CO2ショーケースを積極的に採用する一方、炭化水素内蔵ショーケースの採用も進めてきたという。2019年に関東のSM(スーパーマーケット)業態で数台から導入を始めたのを皮切りに、コンビニ業態やGMS(総合スーパー)業態などでもAHT社製R290ショーケースの採用を拡大している。

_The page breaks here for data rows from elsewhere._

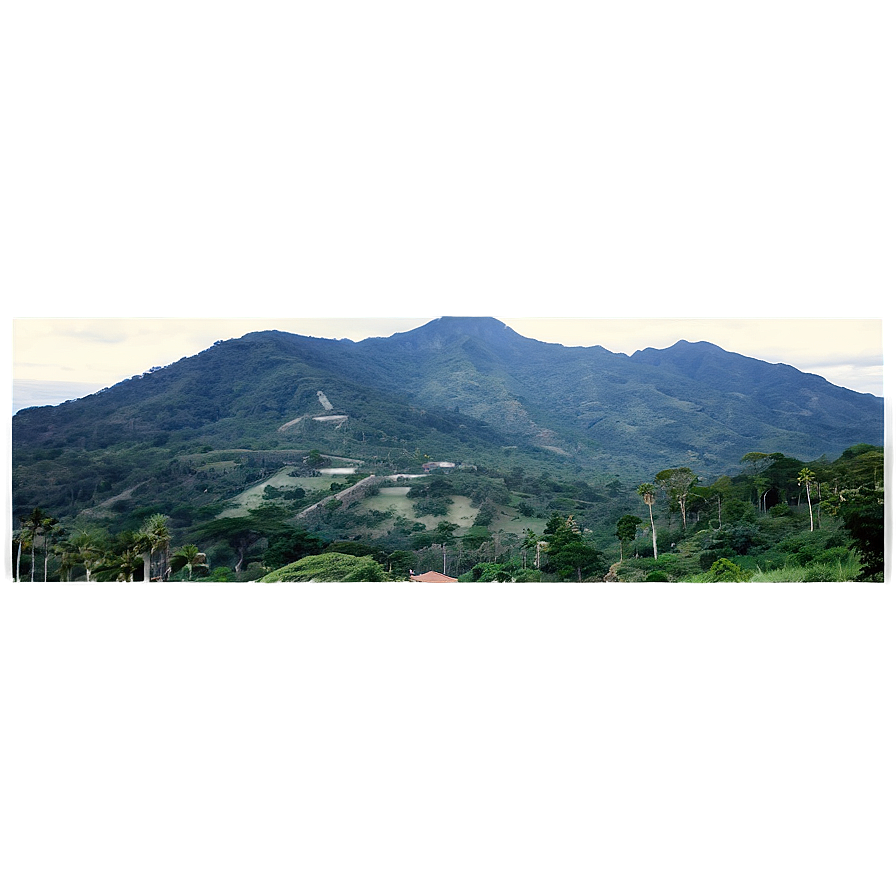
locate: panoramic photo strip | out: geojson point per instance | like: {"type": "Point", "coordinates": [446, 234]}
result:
{"type": "Point", "coordinates": [455, 451]}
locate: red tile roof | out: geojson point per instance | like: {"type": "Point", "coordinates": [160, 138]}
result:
{"type": "Point", "coordinates": [432, 578]}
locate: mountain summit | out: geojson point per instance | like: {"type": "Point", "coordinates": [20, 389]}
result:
{"type": "Point", "coordinates": [474, 384]}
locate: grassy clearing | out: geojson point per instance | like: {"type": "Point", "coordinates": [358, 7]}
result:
{"type": "Point", "coordinates": [252, 496]}
{"type": "Point", "coordinates": [847, 570]}
{"type": "Point", "coordinates": [461, 512]}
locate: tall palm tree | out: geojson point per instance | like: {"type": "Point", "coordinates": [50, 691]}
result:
{"type": "Point", "coordinates": [648, 493]}
{"type": "Point", "coordinates": [190, 556]}
{"type": "Point", "coordinates": [87, 549]}
{"type": "Point", "coordinates": [154, 538]}
{"type": "Point", "coordinates": [806, 477]}
{"type": "Point", "coordinates": [36, 524]}
{"type": "Point", "coordinates": [529, 541]}
{"type": "Point", "coordinates": [52, 535]}
{"type": "Point", "coordinates": [23, 538]}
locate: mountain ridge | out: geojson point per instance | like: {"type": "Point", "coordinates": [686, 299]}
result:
{"type": "Point", "coordinates": [480, 385]}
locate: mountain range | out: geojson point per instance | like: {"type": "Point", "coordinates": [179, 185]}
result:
{"type": "Point", "coordinates": [462, 387]}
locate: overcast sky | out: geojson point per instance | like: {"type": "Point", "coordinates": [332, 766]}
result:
{"type": "Point", "coordinates": [381, 163]}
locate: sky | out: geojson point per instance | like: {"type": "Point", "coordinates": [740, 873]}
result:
{"type": "Point", "coordinates": [614, 173]}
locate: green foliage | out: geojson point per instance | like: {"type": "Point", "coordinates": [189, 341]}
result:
{"type": "Point", "coordinates": [570, 556]}
{"type": "Point", "coordinates": [723, 570]}
{"type": "Point", "coordinates": [500, 572]}
{"type": "Point", "coordinates": [329, 567]}
{"type": "Point", "coordinates": [863, 519]}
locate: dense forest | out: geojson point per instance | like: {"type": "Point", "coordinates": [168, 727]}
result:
{"type": "Point", "coordinates": [278, 451]}
{"type": "Point", "coordinates": [293, 516]}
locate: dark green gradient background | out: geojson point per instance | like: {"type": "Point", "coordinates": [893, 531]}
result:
{"type": "Point", "coordinates": [396, 739]}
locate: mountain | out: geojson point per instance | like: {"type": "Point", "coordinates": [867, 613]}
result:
{"type": "Point", "coordinates": [457, 388]}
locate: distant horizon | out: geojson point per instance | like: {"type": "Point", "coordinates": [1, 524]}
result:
{"type": "Point", "coordinates": [844, 352]}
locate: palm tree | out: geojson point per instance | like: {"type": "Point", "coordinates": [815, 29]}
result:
{"type": "Point", "coordinates": [190, 556]}
{"type": "Point", "coordinates": [52, 535]}
{"type": "Point", "coordinates": [87, 548]}
{"type": "Point", "coordinates": [36, 524]}
{"type": "Point", "coordinates": [23, 538]}
{"type": "Point", "coordinates": [154, 538]}
{"type": "Point", "coordinates": [806, 477]}
{"type": "Point", "coordinates": [648, 493]}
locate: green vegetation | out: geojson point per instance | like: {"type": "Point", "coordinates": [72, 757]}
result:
{"type": "Point", "coordinates": [330, 567]}
{"type": "Point", "coordinates": [146, 482]}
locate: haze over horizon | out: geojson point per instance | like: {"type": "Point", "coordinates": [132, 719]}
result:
{"type": "Point", "coordinates": [656, 159]}
{"type": "Point", "coordinates": [113, 347]}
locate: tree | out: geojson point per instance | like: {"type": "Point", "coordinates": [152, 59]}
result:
{"type": "Point", "coordinates": [570, 554]}
{"type": "Point", "coordinates": [88, 549]}
{"type": "Point", "coordinates": [648, 493]}
{"type": "Point", "coordinates": [863, 517]}
{"type": "Point", "coordinates": [677, 482]}
{"type": "Point", "coordinates": [240, 533]}
{"type": "Point", "coordinates": [724, 570]}
{"type": "Point", "coordinates": [154, 541]}
{"type": "Point", "coordinates": [626, 530]}
{"type": "Point", "coordinates": [806, 477]}
{"type": "Point", "coordinates": [445, 532]}
{"type": "Point", "coordinates": [188, 556]}
{"type": "Point", "coordinates": [757, 462]}
{"type": "Point", "coordinates": [36, 524]}
{"type": "Point", "coordinates": [530, 541]}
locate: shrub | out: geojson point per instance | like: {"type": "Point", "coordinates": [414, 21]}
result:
{"type": "Point", "coordinates": [724, 570]}
{"type": "Point", "coordinates": [329, 567]}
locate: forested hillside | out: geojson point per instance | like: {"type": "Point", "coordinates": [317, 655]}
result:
{"type": "Point", "coordinates": [249, 450]}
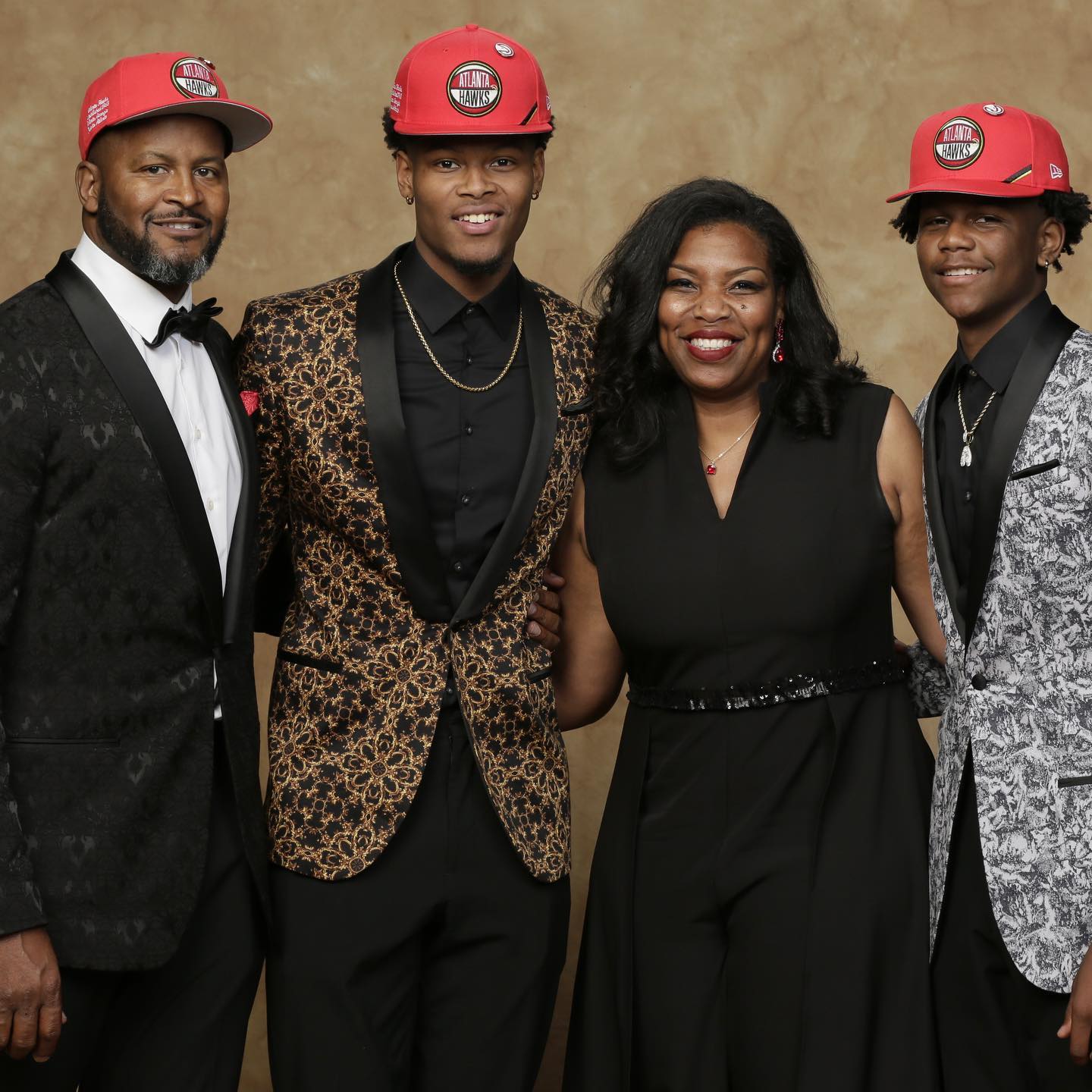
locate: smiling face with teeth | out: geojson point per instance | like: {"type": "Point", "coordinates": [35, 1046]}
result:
{"type": "Point", "coordinates": [472, 196]}
{"type": "Point", "coordinates": [717, 312]}
{"type": "Point", "coordinates": [155, 198]}
{"type": "Point", "coordinates": [983, 259]}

炭化水素ショーケースの採用は、導入配管等や冷媒特性の懸念はなかったものの、現場では慎重な姿勢も見られたという。多くのR290ショーケースは製品陳列スペースに仕切りがあり、来店客の利便性が制限されるのではというのが主な理由だ。結局、実際に導入した店舗でこうした懸念は杞憂に終わっているという。店舗規模や導入できる条件が揃えば、炭化水素も積極的に奨励したいと鈴木氏は話す。

「イオン自然冷媒宣言」10年の総括と進化
イオンが2011年に出した「イオン自然冷媒宣言」から、ちょうど10年の節目を迎えた。これまでに積み重ねた1,000店舗以上の導入は、絶対数としては順調と考えられるが、グループ全体で運営する店舗数(19,288)から見た割合で考えると、道半ばというのが現在の総括だ。
「『イオン自然冷媒宣言』から10年が経過し、この宣言をさらに進化させる必要があります」(鈴木氏)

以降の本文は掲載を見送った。